The technical key points of Gemma
- Model Architecture: Gemma is built upon the Transformer decoder, which is one of the most advanced model architectures in the current field of natural language processing (NLP). It employs a multi-head attention mechanism, allowing the model to focus on multiple parts of the text simultaneously during processing. Additionally, Gemma utilizes Rotary Position Embedding (RoPE) instead of absolute position embedding to reduce model size and enhance efficiency. The GeGLU activation function replaces the standard ReLU non-linear activation, and normalization is performed at both the input and output of each Transformer sub-layer.
- Training Infrastructure: The Gemma model is trained on Google’s TPUv5e, a high-performance computing platform specifically designed for machine learning. By performing model sharding and data replication across multiple Pods (clusters of chips), Gemma can efficiently utilize distributed computing resources.
- Pre-training Data: The Gemma model is pre-trained on a vast amount of English data (approximately 2 trillion tokens for the 2B model and 6 trillion tokens for the 7B model), primarily sourced from web documents, mathematics, and code. The pre-training data is filtered to reduce unwanted or unsafe content while ensuring data diversity and quality.
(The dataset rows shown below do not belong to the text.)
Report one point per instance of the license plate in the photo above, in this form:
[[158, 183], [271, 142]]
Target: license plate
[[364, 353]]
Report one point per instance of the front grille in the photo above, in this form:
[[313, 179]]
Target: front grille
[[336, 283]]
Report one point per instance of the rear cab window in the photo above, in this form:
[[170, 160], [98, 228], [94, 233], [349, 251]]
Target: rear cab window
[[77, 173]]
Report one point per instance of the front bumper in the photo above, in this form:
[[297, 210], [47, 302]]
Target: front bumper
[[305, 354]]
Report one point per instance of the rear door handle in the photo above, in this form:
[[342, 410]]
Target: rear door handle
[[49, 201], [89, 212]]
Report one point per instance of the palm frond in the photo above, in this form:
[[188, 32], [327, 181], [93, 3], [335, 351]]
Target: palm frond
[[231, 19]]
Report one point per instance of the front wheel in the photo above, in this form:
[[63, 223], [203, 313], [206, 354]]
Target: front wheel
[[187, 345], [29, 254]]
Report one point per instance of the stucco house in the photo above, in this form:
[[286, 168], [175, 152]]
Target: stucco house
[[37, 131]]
- Fine-tuning Strategy: The Gemma model is fine-tuned through Supervised Fine-Tuning (SFT) and Reinforcement Learning from Human Feedback (RLHF). This includes the use of synthetic text pairs and human-generated prompt-response pairs, as well as a reward model trained on human preference data.
- Safety and Responsibility: Gemma is designed with safety and responsibility in mind, including filtering data during the pre-training phase to reduce the risk of sensitive information and harmful content. Furthermore, Gemma has undergone a series of safety evaluations, including automated benchmark testing and human evaluation, to ensure its safety in practical applications.
- Performance Evaluation: Gemma has undergone extensive performance evaluations across multiple domains, including question answering, commonsense reasoning, mathematics and science problem-solving, and coding tasks. The Gemma model has been compared with other open models of similar or larger scale, achieving superior results in 11 out of 18 benchmarks such as MMLU and MBPP, compared to models like Llama-13B or Mistral-7B.
- Openness and Accessibility: The Gemma model is released as open-source, providing pre-trained and fine-tuned checkpoints, as well as open-source codebases for inference and deployment. This enables researchers and developers to access and utilize these advanced language models, driving innovation in the AI field.